Honestly having a really strong understanding of your walk-away point & what you’re willing to accept or not (and sticking to it!) is so helpful.
A lot of situations/people will push to see how little you’ll accept, but they can & will accommodate more. Happens in politics all the time but life too
I ended a friendship with a childhood friend of +20 years recently because of this exact spot I was in and I finally had enough of their pushing of the boundaries
Weeks have gone by and I truly have no regrets realizing my foot had to come down and draw a line somewhere
Have you ever read Hirschman’s essay on “Exit, Voice, and Loyalty”, referring to options when dealing membership organizations? One of those pieces that has never left me
This is a great point. Without thinking about it we're often pushed, slowly but surely, way beyond what we're worth and what we'd accept it we'd just stop and think about it
Our backs are sometimes the only thing some will ever see. The entitlement to anything else need not be taken up by those with the strength to turn them.
I've heard it referred to as a Schelling fence-a boundary up to which you can slide, but beyond which is not worth it to your goals. That and a sense of what you can get away work well together, especially against people without a goal in mind.
Whatever's going on, take 'em for all they're worth.
Had an in law who was a big time executive. When people asked her things inappropriate she would just say “boundaries”. I was always amazed with how well it worked.
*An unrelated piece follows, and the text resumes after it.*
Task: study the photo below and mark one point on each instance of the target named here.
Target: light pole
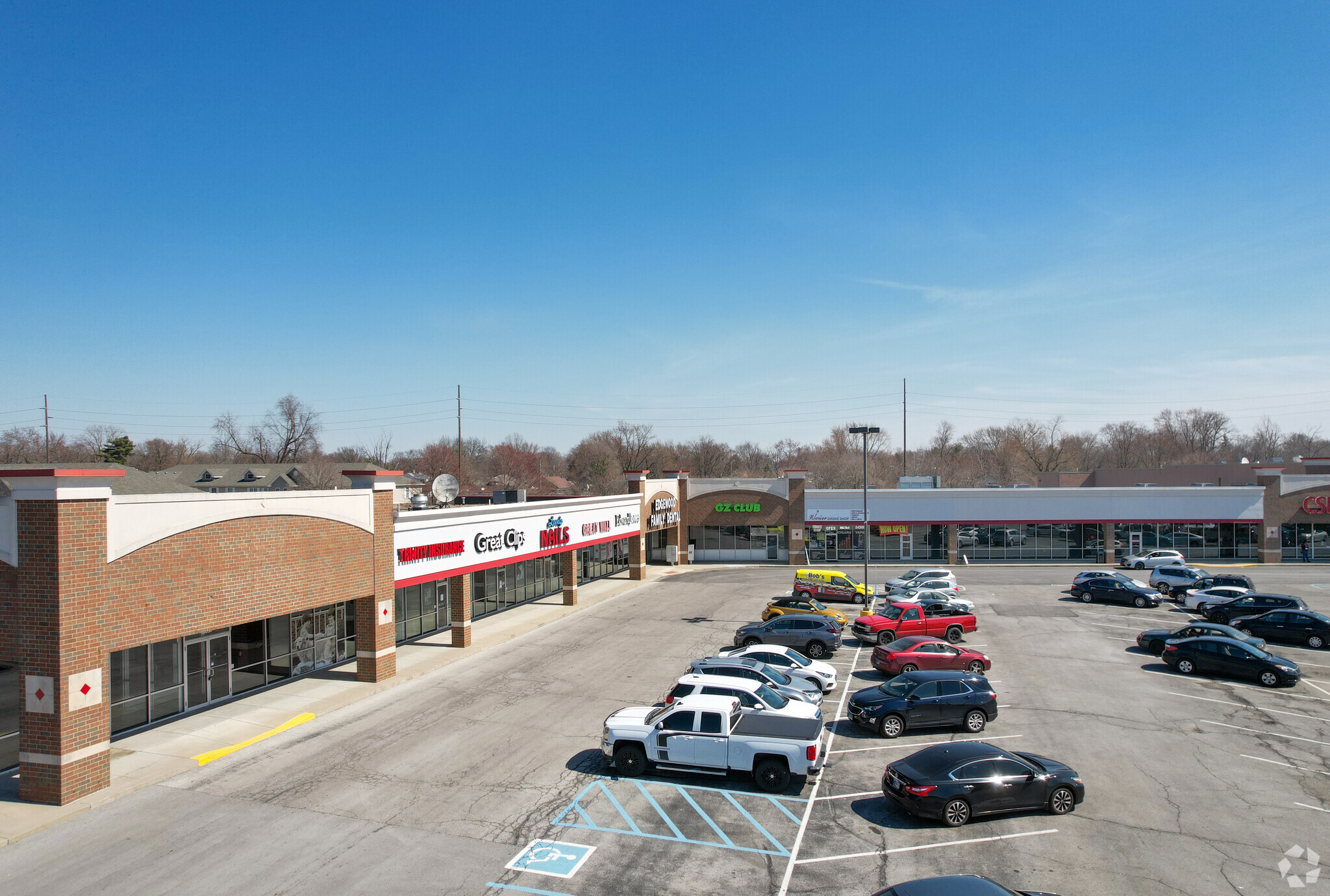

I love this book and recommend it to everyone. Yes, the language is a bit dated, but it also sounds like the way an older generation of New Yorkers talked so I find that a bit comforting as well. In any case, it is a useful guide for people who've never had to negotiate something before.
It seems like such a simple thing, but really thinking through your BATNA ("Best Alternative to a Negotiated Agreement") can make a huge difference in negotiating.
And honestly some of my best results came from approaching the whole process with the Office Space mindset.
Negotiation must be brutal because the GoP driving force right now is screaming about wokeness, transphobia and calling everyone a pedophile. It's madness.
Creating that line in the sand is so hard, and so so empowering. It gets you what you need/want, and anything less can go in peace. This 44yo Xennial Prof wishes you only joy and happiness.
Your walk away point is tied to your values and when you encounter a collision of values, it’s time to either pivot, flip the script, or walk.
Diplomacy doesn’t alter your values. It uses your values as a lever you lean on to strengthen and raise the weight on the other side of that fulcrum.